Captain Dribble’s door was open, and he was nervously shuffling through a basket of piled papers on his desk. The gruff new colonel had not improved his temper, and the two of them were sinking in paperwork. The paper descending on the adjutant’s office was inexorable. There were anti-tank regiments and medical units and other infantry units scheduled to assemble under canvas at Aldershot Camp very soon. It gave the poor captain nightmares as he dreamed of enormous piles of paper cascading down out of the exploding windows of headquarters building. His grim conclusion was that Canada’s secret weapon was its forests. Germany could never defeat us in the paper war.

MacQueen’s salvation was a bottle of pink correcting fluid. His typing was self-taught and laborious. He pecked out a stencil on the old upright typewriter and ran it off on the ink-splattered Gestetner machine. His mechanical aptitude with the copying machine was negligible at best. MacQueen squeezed the black ink from what looked like large toothpaste tubes then fitted the stencil and cranked out copies of the orders. He put a dispatch case over one shoulder, placed two dozen copies in it, and started on his way to pin them on every noticeboard in the camp. They didn’t even provide a bicycle. He wore the gauntlet gloves of a dispatch rider without a motorcycle. In the old days, he would have ridden a horse.
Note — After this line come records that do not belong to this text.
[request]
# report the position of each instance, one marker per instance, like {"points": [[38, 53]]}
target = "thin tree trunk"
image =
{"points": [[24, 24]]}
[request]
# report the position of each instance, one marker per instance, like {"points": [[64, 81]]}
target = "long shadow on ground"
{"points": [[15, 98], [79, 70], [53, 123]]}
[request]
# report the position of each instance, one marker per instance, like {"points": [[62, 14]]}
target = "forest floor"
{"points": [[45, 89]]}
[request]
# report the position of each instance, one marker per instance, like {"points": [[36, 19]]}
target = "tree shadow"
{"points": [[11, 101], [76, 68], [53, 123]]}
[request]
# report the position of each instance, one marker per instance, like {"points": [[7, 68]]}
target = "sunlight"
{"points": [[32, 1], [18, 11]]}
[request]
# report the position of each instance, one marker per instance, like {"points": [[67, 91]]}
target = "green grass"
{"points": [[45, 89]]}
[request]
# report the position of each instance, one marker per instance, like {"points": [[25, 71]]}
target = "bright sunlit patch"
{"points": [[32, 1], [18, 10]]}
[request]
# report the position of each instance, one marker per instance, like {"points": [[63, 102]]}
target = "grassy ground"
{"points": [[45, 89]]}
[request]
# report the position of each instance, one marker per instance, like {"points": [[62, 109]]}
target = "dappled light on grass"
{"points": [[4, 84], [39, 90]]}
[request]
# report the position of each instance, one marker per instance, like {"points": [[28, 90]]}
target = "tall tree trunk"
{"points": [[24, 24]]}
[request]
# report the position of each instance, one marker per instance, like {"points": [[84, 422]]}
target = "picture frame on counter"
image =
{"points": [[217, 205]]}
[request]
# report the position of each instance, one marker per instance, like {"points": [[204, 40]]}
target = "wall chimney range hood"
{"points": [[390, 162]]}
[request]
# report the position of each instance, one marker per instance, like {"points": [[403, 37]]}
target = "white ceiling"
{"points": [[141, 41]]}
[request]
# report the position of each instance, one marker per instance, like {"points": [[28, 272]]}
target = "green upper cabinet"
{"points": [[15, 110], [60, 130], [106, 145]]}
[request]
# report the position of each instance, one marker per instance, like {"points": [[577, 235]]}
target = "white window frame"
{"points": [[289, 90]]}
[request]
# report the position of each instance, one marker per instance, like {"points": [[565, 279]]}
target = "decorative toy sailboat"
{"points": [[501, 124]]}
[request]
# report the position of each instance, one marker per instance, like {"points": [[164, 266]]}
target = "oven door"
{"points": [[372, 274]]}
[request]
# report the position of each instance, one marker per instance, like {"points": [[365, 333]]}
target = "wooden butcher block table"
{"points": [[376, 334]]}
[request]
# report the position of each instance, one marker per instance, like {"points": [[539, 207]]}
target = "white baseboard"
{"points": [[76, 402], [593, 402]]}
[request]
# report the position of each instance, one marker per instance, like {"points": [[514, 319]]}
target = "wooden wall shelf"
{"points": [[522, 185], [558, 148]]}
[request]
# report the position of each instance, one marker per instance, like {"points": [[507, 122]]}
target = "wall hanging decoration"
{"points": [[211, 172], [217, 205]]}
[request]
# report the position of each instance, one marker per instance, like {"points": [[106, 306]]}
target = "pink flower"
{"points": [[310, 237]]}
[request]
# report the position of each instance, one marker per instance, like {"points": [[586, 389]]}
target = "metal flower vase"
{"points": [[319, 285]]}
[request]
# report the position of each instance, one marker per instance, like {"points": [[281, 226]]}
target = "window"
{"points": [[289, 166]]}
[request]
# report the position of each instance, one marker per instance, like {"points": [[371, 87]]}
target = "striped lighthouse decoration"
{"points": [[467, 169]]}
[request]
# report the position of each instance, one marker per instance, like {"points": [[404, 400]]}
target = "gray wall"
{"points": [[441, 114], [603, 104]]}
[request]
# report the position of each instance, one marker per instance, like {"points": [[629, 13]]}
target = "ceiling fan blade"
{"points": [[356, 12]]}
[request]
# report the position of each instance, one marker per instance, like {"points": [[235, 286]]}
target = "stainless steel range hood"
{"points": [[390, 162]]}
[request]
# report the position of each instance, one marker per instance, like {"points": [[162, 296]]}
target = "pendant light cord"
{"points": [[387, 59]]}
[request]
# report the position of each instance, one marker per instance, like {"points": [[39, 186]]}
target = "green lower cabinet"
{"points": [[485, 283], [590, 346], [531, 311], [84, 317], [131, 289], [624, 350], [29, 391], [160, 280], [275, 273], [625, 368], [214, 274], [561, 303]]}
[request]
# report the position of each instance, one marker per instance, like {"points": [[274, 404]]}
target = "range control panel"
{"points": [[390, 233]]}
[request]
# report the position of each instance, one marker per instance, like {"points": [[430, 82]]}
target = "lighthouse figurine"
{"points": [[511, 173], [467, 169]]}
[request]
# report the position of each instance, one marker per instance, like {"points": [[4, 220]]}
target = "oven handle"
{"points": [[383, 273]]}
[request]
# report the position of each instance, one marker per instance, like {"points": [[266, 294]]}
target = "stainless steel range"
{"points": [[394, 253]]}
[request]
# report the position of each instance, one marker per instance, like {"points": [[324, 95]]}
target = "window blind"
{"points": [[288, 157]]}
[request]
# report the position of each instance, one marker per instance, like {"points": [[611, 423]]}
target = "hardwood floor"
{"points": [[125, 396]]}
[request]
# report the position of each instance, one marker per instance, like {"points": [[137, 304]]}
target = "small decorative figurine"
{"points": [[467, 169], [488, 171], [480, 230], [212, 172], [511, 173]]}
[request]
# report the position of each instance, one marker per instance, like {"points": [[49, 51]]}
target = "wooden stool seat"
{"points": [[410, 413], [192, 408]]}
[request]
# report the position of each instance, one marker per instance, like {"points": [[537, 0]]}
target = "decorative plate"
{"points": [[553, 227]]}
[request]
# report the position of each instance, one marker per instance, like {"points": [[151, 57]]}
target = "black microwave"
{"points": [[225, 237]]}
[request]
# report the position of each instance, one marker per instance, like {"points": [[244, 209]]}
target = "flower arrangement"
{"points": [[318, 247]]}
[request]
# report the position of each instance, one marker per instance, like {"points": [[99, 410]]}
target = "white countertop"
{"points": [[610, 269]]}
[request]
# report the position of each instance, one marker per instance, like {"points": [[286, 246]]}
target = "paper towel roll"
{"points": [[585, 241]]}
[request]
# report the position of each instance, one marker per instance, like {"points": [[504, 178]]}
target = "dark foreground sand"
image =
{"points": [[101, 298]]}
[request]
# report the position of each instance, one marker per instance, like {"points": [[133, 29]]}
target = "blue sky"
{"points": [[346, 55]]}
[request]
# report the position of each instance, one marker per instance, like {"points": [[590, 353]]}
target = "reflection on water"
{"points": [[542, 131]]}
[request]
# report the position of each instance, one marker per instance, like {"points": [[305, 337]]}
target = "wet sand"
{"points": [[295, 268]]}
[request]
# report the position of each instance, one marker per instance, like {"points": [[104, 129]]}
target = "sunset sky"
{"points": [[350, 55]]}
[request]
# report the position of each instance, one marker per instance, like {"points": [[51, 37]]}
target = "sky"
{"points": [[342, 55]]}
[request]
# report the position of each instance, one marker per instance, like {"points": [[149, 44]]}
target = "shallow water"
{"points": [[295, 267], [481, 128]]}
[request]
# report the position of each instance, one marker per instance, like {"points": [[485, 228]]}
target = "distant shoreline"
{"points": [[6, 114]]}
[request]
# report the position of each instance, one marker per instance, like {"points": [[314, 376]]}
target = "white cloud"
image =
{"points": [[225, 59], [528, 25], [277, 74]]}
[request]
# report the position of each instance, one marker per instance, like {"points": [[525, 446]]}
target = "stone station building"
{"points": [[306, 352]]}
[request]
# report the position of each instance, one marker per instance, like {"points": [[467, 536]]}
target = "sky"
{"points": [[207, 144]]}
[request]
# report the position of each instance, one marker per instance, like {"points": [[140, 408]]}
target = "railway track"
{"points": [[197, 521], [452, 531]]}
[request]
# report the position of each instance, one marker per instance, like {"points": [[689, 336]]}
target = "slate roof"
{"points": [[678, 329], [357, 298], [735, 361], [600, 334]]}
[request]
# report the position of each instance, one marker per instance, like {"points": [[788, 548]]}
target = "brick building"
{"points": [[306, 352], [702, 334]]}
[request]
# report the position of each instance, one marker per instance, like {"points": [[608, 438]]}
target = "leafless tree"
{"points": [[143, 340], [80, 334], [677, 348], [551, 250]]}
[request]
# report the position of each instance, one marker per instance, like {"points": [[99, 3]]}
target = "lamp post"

Thus, MacQueen was a familiar figure in the camp. In the present context that meant that he was a ready target. Sergeant Browne knew who he was, although MacQueen hardly knew one sergeant from the other, and Bill Cyples was a newcomer altogether. MacQueen was not aware that all of A Company might envy him and his easy job. As he cheerfully went around posting up orders, they were sweating on a parade ground under bullying sergeants. Everyone was still a volunteer, of course, but some were luckier than others. MacQueen wanted to get into the war, and was still naïve enough to think that this ambition would find favour. Sergeant Cyples understood, but he was caught in the system too. Sergeant Browne bided his time.
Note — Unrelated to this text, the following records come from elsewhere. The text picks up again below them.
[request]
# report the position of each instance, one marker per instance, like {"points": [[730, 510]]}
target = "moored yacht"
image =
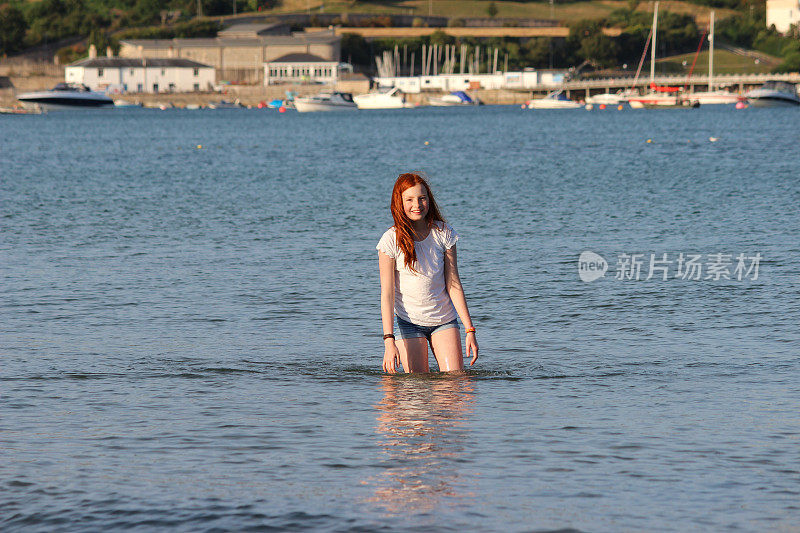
{"points": [[456, 98], [554, 100], [334, 101], [391, 99], [774, 93], [66, 96]]}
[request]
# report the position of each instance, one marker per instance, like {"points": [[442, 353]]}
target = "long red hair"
{"points": [[402, 224]]}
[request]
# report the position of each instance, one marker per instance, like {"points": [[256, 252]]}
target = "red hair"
{"points": [[402, 224]]}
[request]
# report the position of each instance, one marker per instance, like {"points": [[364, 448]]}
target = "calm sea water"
{"points": [[190, 337]]}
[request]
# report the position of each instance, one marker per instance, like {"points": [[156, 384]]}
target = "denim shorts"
{"points": [[407, 330]]}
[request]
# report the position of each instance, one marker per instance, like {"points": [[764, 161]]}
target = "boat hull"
{"points": [[773, 101], [714, 98], [307, 106], [64, 103], [545, 103], [394, 102]]}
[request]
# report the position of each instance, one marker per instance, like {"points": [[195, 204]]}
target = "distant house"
{"points": [[783, 13], [119, 74], [240, 51], [301, 68]]}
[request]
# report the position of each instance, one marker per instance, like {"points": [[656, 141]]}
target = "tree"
{"points": [[12, 29]]}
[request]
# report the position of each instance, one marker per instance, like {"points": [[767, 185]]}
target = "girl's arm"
{"points": [[386, 266], [456, 292]]}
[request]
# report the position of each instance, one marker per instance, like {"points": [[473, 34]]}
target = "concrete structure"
{"points": [[783, 13], [121, 75], [300, 68], [239, 52], [525, 80]]}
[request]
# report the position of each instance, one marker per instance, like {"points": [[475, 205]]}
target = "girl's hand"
{"points": [[472, 345], [391, 358]]}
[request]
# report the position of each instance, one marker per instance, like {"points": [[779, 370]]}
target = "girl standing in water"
{"points": [[420, 284]]}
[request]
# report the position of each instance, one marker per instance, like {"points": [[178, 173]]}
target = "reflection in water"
{"points": [[421, 422]]}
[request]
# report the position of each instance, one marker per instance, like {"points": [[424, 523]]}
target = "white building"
{"points": [[783, 13], [300, 68], [528, 79], [129, 75]]}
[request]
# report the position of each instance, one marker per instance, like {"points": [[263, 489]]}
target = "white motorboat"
{"points": [[456, 98], [773, 94], [326, 102], [391, 99], [554, 100], [659, 96], [712, 96], [617, 98], [66, 96]]}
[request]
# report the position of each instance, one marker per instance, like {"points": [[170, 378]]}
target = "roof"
{"points": [[124, 62], [255, 30], [301, 58]]}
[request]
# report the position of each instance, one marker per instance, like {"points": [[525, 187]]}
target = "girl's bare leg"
{"points": [[446, 344], [414, 354]]}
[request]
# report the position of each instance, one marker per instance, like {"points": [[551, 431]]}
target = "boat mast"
{"points": [[711, 55], [653, 49]]}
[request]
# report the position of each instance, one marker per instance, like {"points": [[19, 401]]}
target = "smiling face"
{"points": [[415, 202]]}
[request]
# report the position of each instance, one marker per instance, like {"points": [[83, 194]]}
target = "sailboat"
{"points": [[720, 96], [659, 96]]}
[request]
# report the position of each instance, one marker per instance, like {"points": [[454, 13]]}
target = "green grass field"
{"points": [[724, 63], [478, 8]]}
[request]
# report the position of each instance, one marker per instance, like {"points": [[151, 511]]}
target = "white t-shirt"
{"points": [[421, 297]]}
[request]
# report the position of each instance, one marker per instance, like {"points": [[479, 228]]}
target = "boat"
{"points": [[659, 97], [333, 101], [126, 103], [391, 99], [554, 100], [66, 96], [224, 104], [774, 93], [711, 96], [32, 109], [456, 98], [620, 97]]}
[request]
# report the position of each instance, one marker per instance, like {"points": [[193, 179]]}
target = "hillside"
{"points": [[29, 23]]}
Signalman MacQueen loitered for a few moments to watch the men on the parade square. The first thing these men had to learn was to distinguish the voice of their sergeant above the hubbub of the others, all shouting at the same time. MacQueen focused on Bill Cyples’ voice. He issued a stream of profanity, but it wasn’t vulgar like the others—it was really rather amusing. He wasn’t rigid either. Unlike the others, Sergeant Cyples ranged up and down with his men. The awkward squad was trying desperately to please him. He chided them and verbally assaulted them, but underneath was a tone of jollity. In a way, he was pleading with them to improve. They were of varied ages and sizes, all intently trying to get the knack of this ritual. Cyples threw his hands up in mock despair and winked at MacQueen. MacQueen moved on with the more sombre notes of Browne’s voice in his ear. He noticed the dye running on the old ex-major’s brow. The sergeant major stood by haughtily and didn’t utter a sound.
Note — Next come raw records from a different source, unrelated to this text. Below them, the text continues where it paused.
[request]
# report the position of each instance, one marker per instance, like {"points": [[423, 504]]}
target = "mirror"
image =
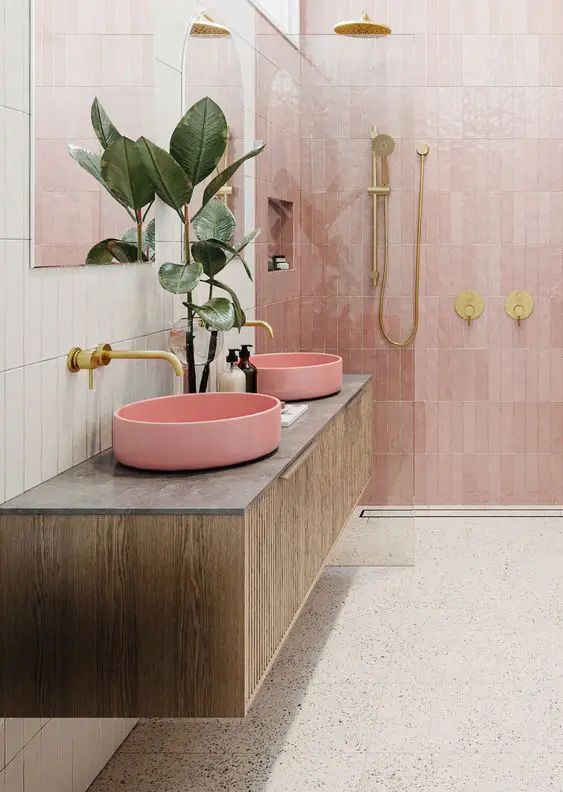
{"points": [[211, 67], [83, 50]]}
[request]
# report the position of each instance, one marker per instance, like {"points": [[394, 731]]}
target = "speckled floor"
{"points": [[442, 677]]}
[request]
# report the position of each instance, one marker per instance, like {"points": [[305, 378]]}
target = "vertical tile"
{"points": [[32, 770], [13, 276], [31, 727], [33, 406], [14, 774], [2, 437], [14, 741], [49, 419], [50, 756], [14, 432], [2, 739], [65, 729]]}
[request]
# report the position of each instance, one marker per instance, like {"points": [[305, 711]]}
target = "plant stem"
{"points": [[211, 351], [190, 356], [139, 217], [210, 358]]}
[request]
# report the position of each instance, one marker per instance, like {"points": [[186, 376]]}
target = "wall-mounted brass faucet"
{"points": [[91, 359], [264, 325]]}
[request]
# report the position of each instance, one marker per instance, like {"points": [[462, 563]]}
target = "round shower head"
{"points": [[383, 145], [203, 25], [362, 28]]}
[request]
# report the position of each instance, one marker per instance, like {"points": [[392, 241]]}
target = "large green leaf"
{"points": [[123, 171], [180, 278], [240, 316], [250, 237], [218, 313], [170, 182], [232, 251], [109, 249], [148, 238], [223, 177], [90, 162], [200, 139], [210, 255], [104, 129], [216, 221]]}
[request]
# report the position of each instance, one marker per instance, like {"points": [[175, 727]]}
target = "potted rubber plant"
{"points": [[196, 148], [120, 171]]}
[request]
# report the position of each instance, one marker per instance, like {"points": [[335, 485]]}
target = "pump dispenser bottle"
{"points": [[233, 379], [248, 368]]}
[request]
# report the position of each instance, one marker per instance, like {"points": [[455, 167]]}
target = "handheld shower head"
{"points": [[383, 145]]}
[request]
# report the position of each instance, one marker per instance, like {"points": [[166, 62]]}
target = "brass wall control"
{"points": [[519, 305], [469, 305]]}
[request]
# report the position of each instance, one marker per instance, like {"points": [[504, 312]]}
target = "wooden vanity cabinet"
{"points": [[171, 615]]}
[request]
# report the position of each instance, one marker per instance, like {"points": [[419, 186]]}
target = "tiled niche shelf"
{"points": [[280, 224]]}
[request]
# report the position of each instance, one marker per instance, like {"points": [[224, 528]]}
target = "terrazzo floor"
{"points": [[442, 677]]}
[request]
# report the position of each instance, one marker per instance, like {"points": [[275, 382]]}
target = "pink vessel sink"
{"points": [[295, 376], [196, 431]]}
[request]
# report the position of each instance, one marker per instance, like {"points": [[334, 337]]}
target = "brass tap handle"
{"points": [[90, 359], [469, 305]]}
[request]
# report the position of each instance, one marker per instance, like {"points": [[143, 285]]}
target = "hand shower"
{"points": [[382, 146]]}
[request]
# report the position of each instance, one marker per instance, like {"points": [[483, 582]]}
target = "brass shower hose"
{"points": [[383, 191]]}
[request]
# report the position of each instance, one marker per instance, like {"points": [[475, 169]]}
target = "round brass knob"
{"points": [[469, 305], [519, 305]]}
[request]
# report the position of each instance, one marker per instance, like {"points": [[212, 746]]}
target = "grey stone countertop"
{"points": [[101, 485]]}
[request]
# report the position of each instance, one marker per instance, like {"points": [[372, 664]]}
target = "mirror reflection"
{"points": [[83, 52]]}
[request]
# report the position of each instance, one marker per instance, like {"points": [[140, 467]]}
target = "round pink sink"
{"points": [[196, 431], [295, 376]]}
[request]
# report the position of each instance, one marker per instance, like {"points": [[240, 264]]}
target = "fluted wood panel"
{"points": [[121, 616], [171, 615], [292, 527]]}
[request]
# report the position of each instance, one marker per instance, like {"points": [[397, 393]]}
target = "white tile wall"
{"points": [[57, 755]]}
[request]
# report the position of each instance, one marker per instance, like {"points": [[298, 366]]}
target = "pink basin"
{"points": [[295, 376], [196, 431]]}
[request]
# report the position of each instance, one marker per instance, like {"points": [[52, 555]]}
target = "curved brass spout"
{"points": [[264, 325], [91, 359], [107, 355]]}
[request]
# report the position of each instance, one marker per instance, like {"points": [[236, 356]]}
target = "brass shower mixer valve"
{"points": [[469, 305], [519, 305]]}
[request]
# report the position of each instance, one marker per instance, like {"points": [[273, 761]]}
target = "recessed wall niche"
{"points": [[281, 233]]}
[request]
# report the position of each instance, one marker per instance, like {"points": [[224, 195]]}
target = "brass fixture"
{"points": [[264, 325], [469, 305], [362, 28], [519, 305], [204, 25], [90, 359], [381, 147], [226, 190]]}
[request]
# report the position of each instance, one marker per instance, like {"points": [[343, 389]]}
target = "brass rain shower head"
{"points": [[362, 28], [204, 25]]}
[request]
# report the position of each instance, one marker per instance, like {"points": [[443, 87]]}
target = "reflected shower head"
{"points": [[362, 28], [203, 25], [383, 145]]}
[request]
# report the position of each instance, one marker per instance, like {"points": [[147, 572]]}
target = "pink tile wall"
{"points": [[278, 177], [470, 415], [83, 51]]}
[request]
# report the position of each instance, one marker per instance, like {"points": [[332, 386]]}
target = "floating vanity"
{"points": [[127, 593]]}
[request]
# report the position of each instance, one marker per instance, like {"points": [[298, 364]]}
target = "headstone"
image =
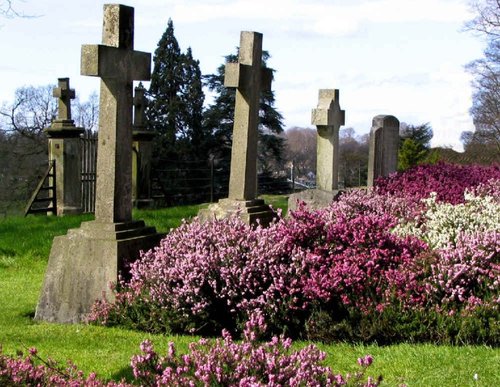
{"points": [[250, 79], [84, 262], [328, 118], [65, 150], [384, 146], [142, 152]]}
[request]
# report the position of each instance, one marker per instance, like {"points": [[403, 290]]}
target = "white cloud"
{"points": [[330, 18]]}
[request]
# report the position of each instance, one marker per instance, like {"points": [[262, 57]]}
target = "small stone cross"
{"points": [[140, 102], [250, 79], [118, 65], [328, 118], [65, 95]]}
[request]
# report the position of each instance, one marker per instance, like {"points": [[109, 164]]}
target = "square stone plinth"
{"points": [[252, 212], [84, 262]]}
MacQueen cut through some trees to head for the quartermaster stores and thought of his new friend’s ambition to become an officer. The young signalman knew a good deal about officers and their attitudes—he had been brought up with them. Instinctively, he felt that Sergeant Cyples’ sardonic attitude and rough tongue would work against him. Being an officer and being a soldier were not necessarily the same thing. He knew that, given time, he would bridge the gap as his attitudes were already formed. He had a nagging doubt about his friend. Possibly he could be of some help after all. If Bill Cyples was going to protect him it was the least he could do. Refining rough diamonds is a delicate art and he didn’t want to offend his new friend.

The thumbtacks were always disappearing from the notice boards, and MacQueen carried a box in his dispatch case. Where do they go? he wondered. He headed for the canteen to post the orders there.